CANTOR FITZGERALD: $MSTR SAFE FROM FORCED $BTC SALES
Cantor Fitzgerald told CNBC, “There’s nothing out there that could force Strategy $MSTR to sell their Bitcoin.”
Brett Knoblauch, Head of Digital Assets Research, explains why: $MSTR’s debt is mostly unsecured convertible… pic.twitter.com/2XWB4QbjAv
— CryptosRus (@CryptosR_Us) February 21, 2026
Knoblauch added that because the debt is unsecured, lenders cannot require MicroStrategy to sell Bitcoin even during extreme volatility.
He stated that “there’s nothing out there that could force MicroStrategy to sell their Bitcoin,” and he noted that this structure plays an important role in the company’s strategy.
He also mentioned that MicroStrategy’s decision to use long-dated debt created more room for volatility.
The maturities extend years into the future, and the interest rates are low. This provides the company with more flexibility while it continues holding Bitcoin as part of its treasury plan.

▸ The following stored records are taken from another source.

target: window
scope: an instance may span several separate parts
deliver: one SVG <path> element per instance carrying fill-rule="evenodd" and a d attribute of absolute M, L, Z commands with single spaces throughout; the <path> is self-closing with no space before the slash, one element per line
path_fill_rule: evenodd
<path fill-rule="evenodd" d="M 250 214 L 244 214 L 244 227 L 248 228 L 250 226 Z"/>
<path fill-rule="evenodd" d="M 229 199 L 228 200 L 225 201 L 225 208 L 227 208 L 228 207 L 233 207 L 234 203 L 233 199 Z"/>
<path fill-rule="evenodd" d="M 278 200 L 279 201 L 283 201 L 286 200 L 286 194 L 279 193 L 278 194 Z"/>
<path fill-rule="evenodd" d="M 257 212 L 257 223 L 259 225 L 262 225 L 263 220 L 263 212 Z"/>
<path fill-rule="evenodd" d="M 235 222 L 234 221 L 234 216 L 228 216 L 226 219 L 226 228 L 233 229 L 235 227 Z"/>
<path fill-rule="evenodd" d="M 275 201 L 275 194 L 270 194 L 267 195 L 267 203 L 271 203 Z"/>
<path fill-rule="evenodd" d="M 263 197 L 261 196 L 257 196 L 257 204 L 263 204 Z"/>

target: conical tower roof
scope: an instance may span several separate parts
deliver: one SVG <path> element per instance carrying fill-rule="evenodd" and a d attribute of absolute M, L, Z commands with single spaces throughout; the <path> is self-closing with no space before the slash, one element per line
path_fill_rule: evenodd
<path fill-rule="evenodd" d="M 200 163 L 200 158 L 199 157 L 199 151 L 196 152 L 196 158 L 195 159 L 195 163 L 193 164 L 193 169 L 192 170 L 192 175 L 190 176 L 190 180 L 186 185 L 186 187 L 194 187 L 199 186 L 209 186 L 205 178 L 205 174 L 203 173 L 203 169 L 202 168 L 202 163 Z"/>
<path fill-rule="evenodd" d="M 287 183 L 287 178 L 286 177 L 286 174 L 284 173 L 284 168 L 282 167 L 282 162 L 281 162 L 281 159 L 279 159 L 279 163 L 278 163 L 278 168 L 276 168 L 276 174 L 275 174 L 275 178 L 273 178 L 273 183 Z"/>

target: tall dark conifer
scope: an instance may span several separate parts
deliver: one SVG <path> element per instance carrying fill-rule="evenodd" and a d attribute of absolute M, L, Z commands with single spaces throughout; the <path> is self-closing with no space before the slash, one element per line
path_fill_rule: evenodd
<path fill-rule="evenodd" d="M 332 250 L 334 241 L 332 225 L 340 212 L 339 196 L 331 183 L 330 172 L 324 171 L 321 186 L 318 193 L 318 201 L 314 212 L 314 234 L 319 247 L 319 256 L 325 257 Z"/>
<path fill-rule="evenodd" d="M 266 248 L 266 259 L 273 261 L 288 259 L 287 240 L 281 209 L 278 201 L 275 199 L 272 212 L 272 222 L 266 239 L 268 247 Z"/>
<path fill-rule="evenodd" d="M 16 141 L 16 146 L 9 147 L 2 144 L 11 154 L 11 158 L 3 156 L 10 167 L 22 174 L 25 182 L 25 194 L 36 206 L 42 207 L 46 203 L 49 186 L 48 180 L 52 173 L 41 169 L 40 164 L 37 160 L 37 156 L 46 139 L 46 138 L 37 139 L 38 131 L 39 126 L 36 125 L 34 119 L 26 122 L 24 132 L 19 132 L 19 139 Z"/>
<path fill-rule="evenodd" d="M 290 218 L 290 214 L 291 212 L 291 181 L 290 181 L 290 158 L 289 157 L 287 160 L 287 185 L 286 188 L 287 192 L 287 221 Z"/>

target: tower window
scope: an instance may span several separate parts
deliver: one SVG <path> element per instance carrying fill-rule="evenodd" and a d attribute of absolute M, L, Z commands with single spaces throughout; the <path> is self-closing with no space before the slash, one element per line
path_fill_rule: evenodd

MicroStrategy has built one of the world’s largest Bitcoin treasuries. The company began purchasing Bitcoin in 2020, and it has since expanded its holdings across numerous market cycles.
The treasury approach uses debt structures that do not connect repayments to the price of Bitcoin.
Knoblauch said this approach gives the company more control over its assets. He noted that no lender can call for liquidation based on Bitcoin declines.
The company’s long-term plan centers on maintaining its Bitcoin strategy and using debt tools that avoid short-term liquidity stress. The approach also relies on predictable financing terms.
Because the notes carry low interest rates and distant maturity dates, the company can maintain its positions through periods of volatility.
Market researchers say this separates MicroStrategy from firms with leveraged exposure backed by collateral.
Related Reading: Schiff Attacks MicroStrategy: Bitcoin Strategy “Destroyed Shareholder Value”
MicroStrategy’s strategy has continued to attract institutional attention.
The company’s chairman, Michael Saylor, has stated that Bitcoin forms the core of the firm’s long-term treasury plan.
This view has remained consistent through various market conditions.
Knoblauch said institutional investors understand that MicroStrategy’s debt structure is stable.
The combination of unsecured notes and extended maturities creates an environment where the firm can wait out market changes.
This structure also supports the company’s stated view that Bitcoin is a long-term asset.
Analysts report that the company’s approach contrasts with structures used by firms that rely on collateral-backed loans.
Because MicroStrategy does not use Bitcoin as collateral for its debt, it avoids forced sales during downturns. The company has stated that it plans to continue with this model.